In this blog post, you will learn how to backup and restore Elasticsearch Index data. Well, there are various reasons for taking data backups. One of the main reason being to protect the primary data against any unforeseen damage as a result of system hardware/software failure. In case for Elasticsearch, you might be wanting to migrate the data to a new Elastic cluster or for any other reason.
Backing up and Restoring Elasticsearch Index Data
In ELK/Elastic stack, an Elasticsearch backup is called a snapshot
. A snapshot can be taken for an entire running Elasticsearch cluster (including all its data streams and indices), specific data streams or specific Elasticsearch indices.

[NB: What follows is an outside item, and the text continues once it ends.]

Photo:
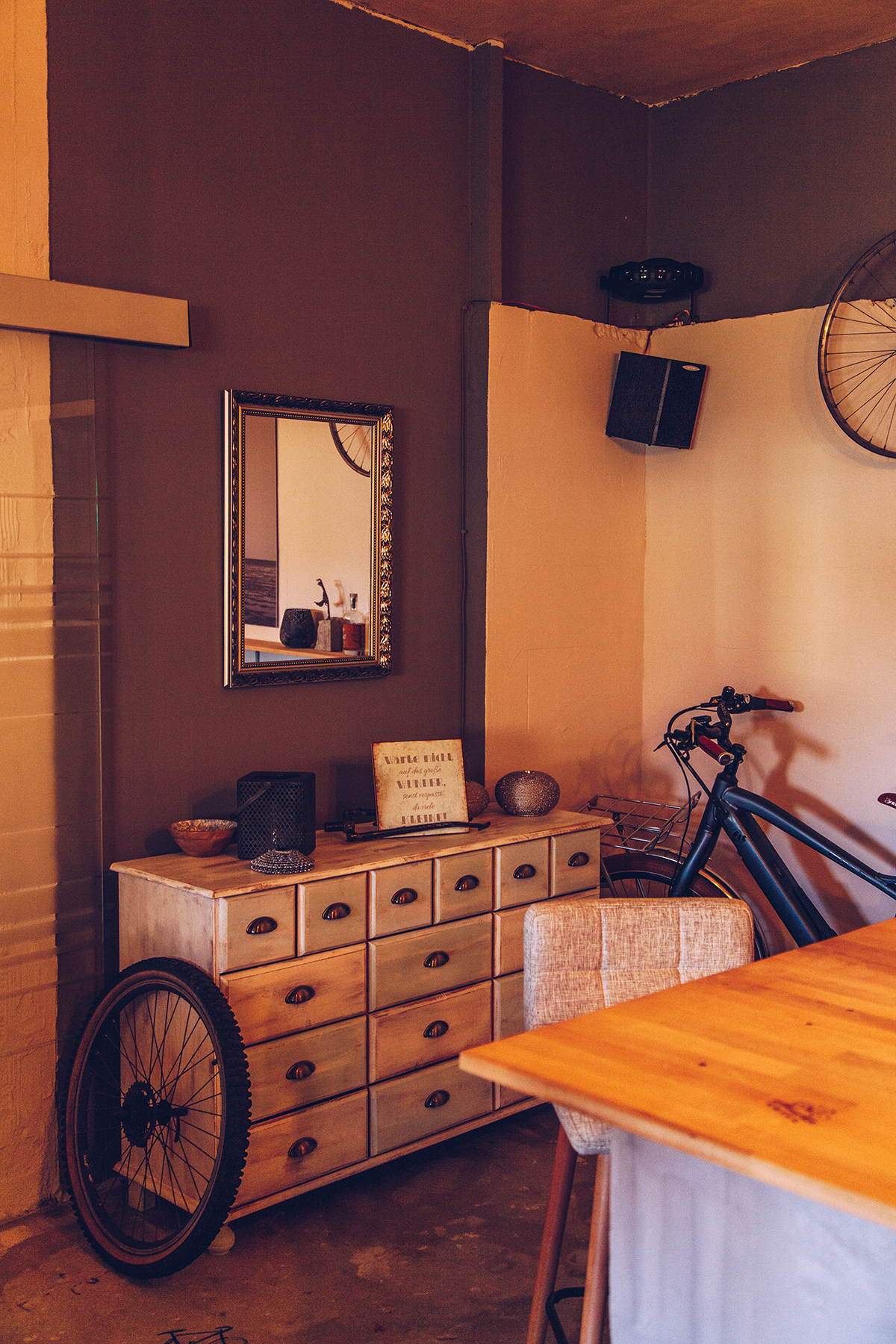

In this tutorial, we will be using a single node Elasticsearch cluster.
Register a snapshot repository
Before you can take snapshot of the Elasticsearch index/cluster, you must first register a repository. There are different types of Elasticsearch repositories;
In this setup, we will use shared file system repository.
Register Snapshot Repository
To register a file system repository, you need to define the file system location on all the master/data nodes Elasticsearch configuration file. This is the path/location in which you want to store your backup/snapshot.
In our setup, we have mounted our backup disk on /mnt/es_backup
.
df -hT -P /mnt/es_backup/
Filesystem Type Size Used Avail Use% Mounted on
/dev/sdb1 ext4 3.9G 16M 3.7G 1% /mnt/es_backup
To define the location of the path to the backup location on Elasticsearch configuration file, use the option, path.repo
.
path.repo: ["/mnt/es_backup"]
You can simply echo this line to the configuration file;
echo 'path.repo: ["/mnt/es_backup"]' >> /etc/elasticsearch/elasticsearch.yml
Set the ownership of the repository path to elasticsearch
user.
chown -R elasticsearch: /mnt/es_backup/
If you have a multinode cluster, set the same configuration on all master and data nodes.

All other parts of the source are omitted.